Kürt sorunun çözülmesi için devlet zihniyetinin değişmesi gerektiğini ifade eden Altan, “Bu işi çözmeyince yerellikten evrensel hale gelir. Bölgede de fiili hale geldi. Mesela Suriye’de Rusya ve ABD bir anayasa sürecinde anlaşırlarsa ve orada da bir Rojava Federasyonu hayata geçiyorsa Türkiye bu süreçte bu tavrıyla buna müdahil olamaz. Yani bu sürecin bir parçası haline gelemez.
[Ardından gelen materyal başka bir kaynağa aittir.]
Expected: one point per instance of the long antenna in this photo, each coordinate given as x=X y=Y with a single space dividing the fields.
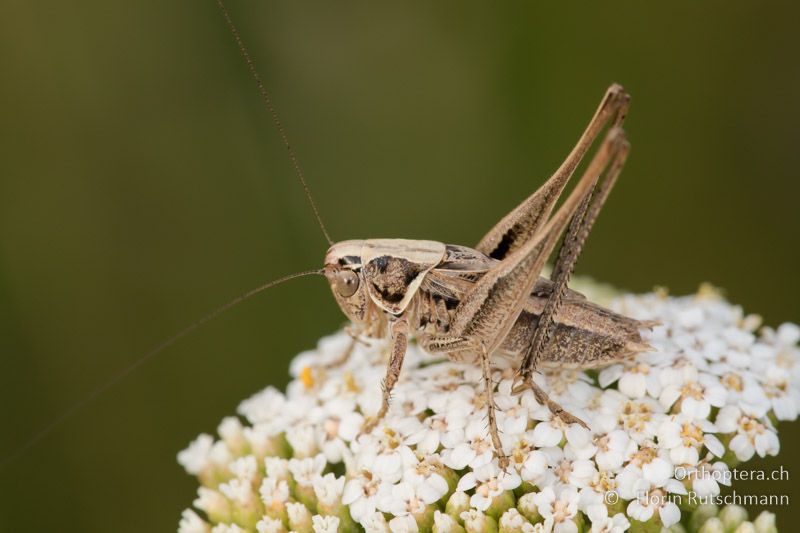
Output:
x=268 y=102
x=122 y=374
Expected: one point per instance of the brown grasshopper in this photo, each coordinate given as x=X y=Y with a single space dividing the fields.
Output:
x=477 y=302
x=487 y=300
x=473 y=302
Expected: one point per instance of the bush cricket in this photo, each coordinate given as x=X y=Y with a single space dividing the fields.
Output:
x=478 y=302
x=473 y=303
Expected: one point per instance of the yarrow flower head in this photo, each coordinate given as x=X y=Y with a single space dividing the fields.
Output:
x=672 y=420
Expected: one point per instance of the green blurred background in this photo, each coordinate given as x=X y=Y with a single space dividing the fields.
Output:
x=143 y=184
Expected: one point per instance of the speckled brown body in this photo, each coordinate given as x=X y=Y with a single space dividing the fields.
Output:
x=490 y=301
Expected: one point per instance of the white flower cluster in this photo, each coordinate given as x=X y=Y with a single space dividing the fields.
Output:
x=707 y=397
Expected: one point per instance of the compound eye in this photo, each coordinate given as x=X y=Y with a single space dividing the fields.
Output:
x=346 y=283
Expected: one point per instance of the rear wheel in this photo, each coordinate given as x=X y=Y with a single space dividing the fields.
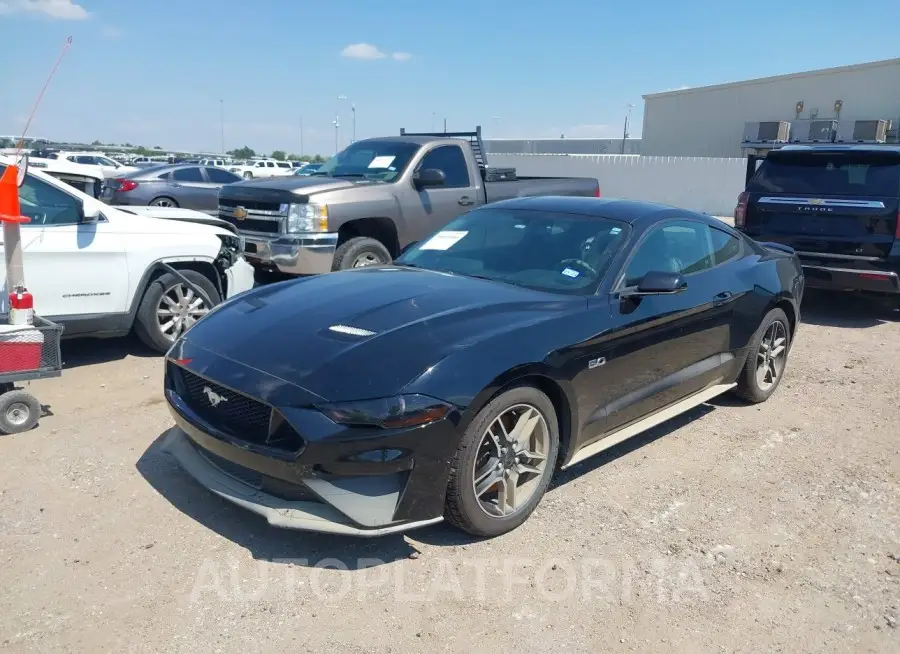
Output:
x=360 y=252
x=163 y=202
x=170 y=307
x=504 y=463
x=767 y=358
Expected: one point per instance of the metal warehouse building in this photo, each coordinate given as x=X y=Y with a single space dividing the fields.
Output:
x=710 y=121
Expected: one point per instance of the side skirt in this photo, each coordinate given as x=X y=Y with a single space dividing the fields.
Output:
x=649 y=422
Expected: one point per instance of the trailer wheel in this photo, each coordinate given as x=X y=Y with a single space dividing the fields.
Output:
x=19 y=412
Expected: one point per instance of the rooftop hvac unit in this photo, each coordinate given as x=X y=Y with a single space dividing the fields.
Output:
x=814 y=131
x=772 y=131
x=863 y=131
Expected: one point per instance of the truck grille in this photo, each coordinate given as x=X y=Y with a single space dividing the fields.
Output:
x=235 y=414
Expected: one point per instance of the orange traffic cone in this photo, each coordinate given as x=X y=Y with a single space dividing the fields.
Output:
x=10 y=211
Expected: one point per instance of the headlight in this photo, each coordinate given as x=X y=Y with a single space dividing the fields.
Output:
x=307 y=218
x=388 y=413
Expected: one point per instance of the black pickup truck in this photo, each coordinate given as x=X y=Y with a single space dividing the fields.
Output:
x=837 y=207
x=368 y=202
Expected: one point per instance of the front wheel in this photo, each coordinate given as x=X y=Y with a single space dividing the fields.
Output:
x=767 y=358
x=360 y=252
x=504 y=463
x=170 y=307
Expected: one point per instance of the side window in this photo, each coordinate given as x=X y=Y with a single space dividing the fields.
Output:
x=682 y=246
x=219 y=176
x=191 y=174
x=451 y=160
x=46 y=204
x=725 y=246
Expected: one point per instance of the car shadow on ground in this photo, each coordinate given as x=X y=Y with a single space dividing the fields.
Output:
x=253 y=533
x=844 y=310
x=79 y=352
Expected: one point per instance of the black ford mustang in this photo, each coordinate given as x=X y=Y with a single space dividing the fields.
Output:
x=525 y=336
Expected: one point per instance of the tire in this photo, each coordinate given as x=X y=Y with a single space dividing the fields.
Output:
x=360 y=252
x=148 y=326
x=477 y=450
x=19 y=412
x=164 y=202
x=751 y=387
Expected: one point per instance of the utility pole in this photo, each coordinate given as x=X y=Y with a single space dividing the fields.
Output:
x=625 y=131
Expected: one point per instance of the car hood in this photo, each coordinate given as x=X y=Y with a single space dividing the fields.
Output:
x=366 y=333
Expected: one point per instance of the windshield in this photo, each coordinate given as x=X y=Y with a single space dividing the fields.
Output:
x=828 y=174
x=376 y=159
x=556 y=252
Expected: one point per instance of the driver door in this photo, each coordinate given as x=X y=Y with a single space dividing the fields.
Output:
x=73 y=269
x=436 y=206
x=663 y=348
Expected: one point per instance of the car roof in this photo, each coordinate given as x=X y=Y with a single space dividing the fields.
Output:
x=627 y=211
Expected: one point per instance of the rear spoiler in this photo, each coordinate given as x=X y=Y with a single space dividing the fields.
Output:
x=781 y=247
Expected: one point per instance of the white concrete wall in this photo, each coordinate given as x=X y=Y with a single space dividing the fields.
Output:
x=700 y=184
x=709 y=122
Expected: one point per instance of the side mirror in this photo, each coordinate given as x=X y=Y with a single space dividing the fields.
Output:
x=428 y=178
x=90 y=215
x=657 y=282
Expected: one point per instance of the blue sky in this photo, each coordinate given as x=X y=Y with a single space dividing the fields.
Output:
x=153 y=73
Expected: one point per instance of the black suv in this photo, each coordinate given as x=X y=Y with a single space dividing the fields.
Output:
x=837 y=206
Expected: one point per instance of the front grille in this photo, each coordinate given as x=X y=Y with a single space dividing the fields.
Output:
x=252 y=205
x=235 y=414
x=253 y=224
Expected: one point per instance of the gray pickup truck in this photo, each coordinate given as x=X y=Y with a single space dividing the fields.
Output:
x=368 y=202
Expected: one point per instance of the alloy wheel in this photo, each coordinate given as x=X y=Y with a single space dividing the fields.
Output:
x=772 y=356
x=511 y=460
x=178 y=309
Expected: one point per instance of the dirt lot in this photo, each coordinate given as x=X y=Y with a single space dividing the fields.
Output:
x=770 y=528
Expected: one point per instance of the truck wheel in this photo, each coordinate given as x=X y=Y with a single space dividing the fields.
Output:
x=19 y=412
x=360 y=252
x=170 y=307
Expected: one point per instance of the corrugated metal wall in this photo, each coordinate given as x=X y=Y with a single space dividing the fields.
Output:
x=702 y=184
x=562 y=146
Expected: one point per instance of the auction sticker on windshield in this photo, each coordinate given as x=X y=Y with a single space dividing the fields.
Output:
x=382 y=162
x=443 y=240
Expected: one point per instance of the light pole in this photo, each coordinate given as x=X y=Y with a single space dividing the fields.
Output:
x=338 y=109
x=629 y=107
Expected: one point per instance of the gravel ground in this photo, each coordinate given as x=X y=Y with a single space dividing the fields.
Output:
x=735 y=528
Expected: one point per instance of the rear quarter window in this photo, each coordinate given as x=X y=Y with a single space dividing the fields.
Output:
x=828 y=175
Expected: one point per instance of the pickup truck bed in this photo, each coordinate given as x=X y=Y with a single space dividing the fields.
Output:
x=367 y=203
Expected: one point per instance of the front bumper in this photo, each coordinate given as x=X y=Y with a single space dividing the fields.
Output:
x=292 y=254
x=850 y=279
x=278 y=512
x=261 y=449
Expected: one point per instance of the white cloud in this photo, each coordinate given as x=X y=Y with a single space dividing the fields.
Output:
x=58 y=9
x=362 y=51
x=112 y=32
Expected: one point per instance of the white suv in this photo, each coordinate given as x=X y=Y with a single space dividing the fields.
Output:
x=102 y=272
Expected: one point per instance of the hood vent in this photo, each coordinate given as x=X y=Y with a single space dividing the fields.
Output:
x=351 y=331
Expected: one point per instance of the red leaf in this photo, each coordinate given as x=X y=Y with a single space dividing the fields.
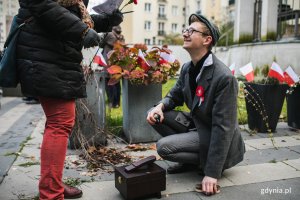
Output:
x=114 y=79
x=114 y=69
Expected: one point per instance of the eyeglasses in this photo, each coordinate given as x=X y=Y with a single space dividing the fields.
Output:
x=190 y=31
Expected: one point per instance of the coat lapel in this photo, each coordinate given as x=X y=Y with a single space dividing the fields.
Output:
x=203 y=77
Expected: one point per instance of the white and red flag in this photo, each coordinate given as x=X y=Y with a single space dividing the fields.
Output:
x=99 y=59
x=290 y=76
x=168 y=57
x=276 y=72
x=248 y=72
x=232 y=68
x=142 y=61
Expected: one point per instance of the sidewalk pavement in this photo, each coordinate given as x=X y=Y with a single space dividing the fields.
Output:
x=265 y=173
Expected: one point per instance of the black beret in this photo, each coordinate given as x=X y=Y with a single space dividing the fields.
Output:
x=215 y=34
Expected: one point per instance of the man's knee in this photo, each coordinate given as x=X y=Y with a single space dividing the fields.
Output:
x=164 y=148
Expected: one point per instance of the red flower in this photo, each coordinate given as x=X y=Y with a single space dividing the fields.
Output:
x=200 y=94
x=200 y=91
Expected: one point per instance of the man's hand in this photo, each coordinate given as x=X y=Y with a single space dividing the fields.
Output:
x=209 y=185
x=157 y=110
x=91 y=39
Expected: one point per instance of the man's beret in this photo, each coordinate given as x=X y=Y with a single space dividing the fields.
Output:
x=215 y=34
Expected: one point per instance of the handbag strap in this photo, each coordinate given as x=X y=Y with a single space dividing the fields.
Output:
x=11 y=34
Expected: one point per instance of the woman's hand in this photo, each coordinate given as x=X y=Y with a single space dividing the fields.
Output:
x=156 y=111
x=209 y=185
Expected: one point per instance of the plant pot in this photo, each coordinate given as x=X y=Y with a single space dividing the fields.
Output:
x=136 y=101
x=90 y=114
x=264 y=104
x=293 y=108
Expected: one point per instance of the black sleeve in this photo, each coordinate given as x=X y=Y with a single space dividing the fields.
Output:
x=101 y=23
x=57 y=19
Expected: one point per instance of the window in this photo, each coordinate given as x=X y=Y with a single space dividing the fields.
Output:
x=174 y=10
x=161 y=9
x=174 y=28
x=161 y=26
x=147 y=41
x=147 y=26
x=147 y=7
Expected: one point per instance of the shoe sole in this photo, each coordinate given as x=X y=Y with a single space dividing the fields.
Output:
x=198 y=188
x=74 y=197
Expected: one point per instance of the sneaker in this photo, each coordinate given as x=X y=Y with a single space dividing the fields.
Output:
x=33 y=101
x=181 y=167
x=71 y=192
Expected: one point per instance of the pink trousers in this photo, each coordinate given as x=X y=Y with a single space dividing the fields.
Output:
x=60 y=115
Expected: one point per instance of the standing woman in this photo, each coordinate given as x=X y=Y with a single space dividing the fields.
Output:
x=49 y=67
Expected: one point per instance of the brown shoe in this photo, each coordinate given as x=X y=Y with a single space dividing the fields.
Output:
x=181 y=167
x=72 y=192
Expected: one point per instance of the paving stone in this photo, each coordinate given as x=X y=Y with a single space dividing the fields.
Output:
x=266 y=143
x=282 y=189
x=241 y=175
x=293 y=163
x=268 y=155
x=295 y=148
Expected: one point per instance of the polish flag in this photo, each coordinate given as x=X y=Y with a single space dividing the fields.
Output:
x=232 y=68
x=168 y=57
x=99 y=59
x=248 y=72
x=290 y=76
x=276 y=72
x=142 y=61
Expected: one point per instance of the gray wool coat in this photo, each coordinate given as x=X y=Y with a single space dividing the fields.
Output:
x=221 y=145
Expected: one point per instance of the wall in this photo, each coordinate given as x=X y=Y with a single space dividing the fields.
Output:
x=285 y=53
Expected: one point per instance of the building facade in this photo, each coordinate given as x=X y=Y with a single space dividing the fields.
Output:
x=264 y=20
x=8 y=8
x=152 y=20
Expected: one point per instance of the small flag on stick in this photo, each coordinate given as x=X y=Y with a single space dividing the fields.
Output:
x=290 y=76
x=232 y=68
x=248 y=72
x=99 y=59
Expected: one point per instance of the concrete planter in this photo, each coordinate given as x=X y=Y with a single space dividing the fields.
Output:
x=264 y=101
x=293 y=108
x=136 y=101
x=90 y=117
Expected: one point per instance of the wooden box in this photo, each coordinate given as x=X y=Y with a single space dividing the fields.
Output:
x=143 y=182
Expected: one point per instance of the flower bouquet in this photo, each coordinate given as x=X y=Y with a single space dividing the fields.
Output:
x=140 y=66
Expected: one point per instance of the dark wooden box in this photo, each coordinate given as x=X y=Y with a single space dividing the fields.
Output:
x=147 y=181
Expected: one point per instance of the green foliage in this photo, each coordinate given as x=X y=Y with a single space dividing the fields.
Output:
x=226 y=29
x=261 y=76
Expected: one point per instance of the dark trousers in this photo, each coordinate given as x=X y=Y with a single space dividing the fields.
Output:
x=180 y=142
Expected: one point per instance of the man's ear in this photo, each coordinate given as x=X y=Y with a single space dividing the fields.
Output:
x=207 y=41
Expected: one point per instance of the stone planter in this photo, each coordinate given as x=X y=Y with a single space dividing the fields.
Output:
x=266 y=100
x=293 y=108
x=90 y=114
x=136 y=101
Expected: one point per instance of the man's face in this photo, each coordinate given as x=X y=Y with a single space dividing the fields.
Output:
x=195 y=38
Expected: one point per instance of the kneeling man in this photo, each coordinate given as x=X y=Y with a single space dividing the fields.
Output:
x=208 y=136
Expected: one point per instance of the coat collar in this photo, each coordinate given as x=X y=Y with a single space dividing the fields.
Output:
x=204 y=75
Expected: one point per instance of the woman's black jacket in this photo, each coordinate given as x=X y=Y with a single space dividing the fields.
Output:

Dolayısıyla bir sıkışıklık var” dedi.
‘Deneyimlerden ders çıkarmak lazım’
Kürt sorununun olası çözümü karşısında geçmiş dönemlerdeki yaşanan deneyimlerden ders çıkarılması gerektiğini söyleyen Altan, “Olumlu olarak değişen bir şey var ama bu temkinin gerçekten inançlı ve umutlu bir hale gelmesi için ilk olarak evrensel hukuk kurallarının nasıl işletileceğini görmek lazım. Yüzyıldır sorunlarını çözememiş, yüzyıldır demokratikleşememiş bir cumhuriyette bu süreç bu açıdan önemlidir. Bir şeyler oluyor ama büyük bir temkinle yurtdışındaki gelişmelerle başa çıkılamadığı için çok büyük bir sıkışıklık var” diye konuştu.
‘İktidar kurnazlığı bırakmalı’
Yapılan açıklamaların yanı sıra iktidar kanadının çözüm karşısında tek taraflı bir tutum sergilediğine dikkat çeken Altan, gerçek bir çözüm için iktidarın mevcut tutumundan vazgeçmesi gerektiğine işaret etti.
Altan, “Kavga edilenle barışılır, ben kendi kendime barışamam. O zaman kavga ettiğimi dinlemeden yahut muhatabım kimse kim ‘ben onun dışında muhatap oluşturacağım’ kurnazlığıyla olmaz . Bu işin gereği hukuk devleti ve demokrasidir. AB standartlarıdır” dedi.
AYM ve AİHM kararlarının uygulanmayışına işaret eden Altan “Bütün cezaevlerinde bir infaz yasası belası var. İnsan temel hakları üzerinden infaz yasası mahkumun kimliğine bakmaz ve herkese eşit uygulanır ama bugün ki siyasal iktidar infaz yasasını infaz etti. Cezaevlerinde birçok hasta tutuklu var. Bu kişi çıkmadan Kürt sorunu hallolur mu?” diye sordu.
‘Umutluyuz’
Altan, Kürt sorunuyla beraber ülkede yaşanan tüm sorunların asıl çözümünün mevcut iktidar yapısının değişimiyle sağlanabileceğini ifade ederek, sözlerini şöyle sürdürdü: “Gerçekten evrensel hukuku, temel hak ve özgürlükleri olan demokratik bir devletin yapması gerekenleri yapacak mısınız yoksa eski reflekslerle işler sıkıştığı için yeniden oldu gibi mi yapacaksınız?
Altan sözlerini şöyle sonlandırdı: “Umutluyuz, bir değişiklik var ama bu sefer aynı tuzağa düşmeden ve bir siyasi ikbal ve dış dayatma mecburiyetinde kalan birisinin çaresizliği içerisinde ipleri kaçırmadan gerçek bir hukuku, demokrasiyi oluşturmadan bu işlerin çözülemeyeceğinin de altını çizmek lazım.”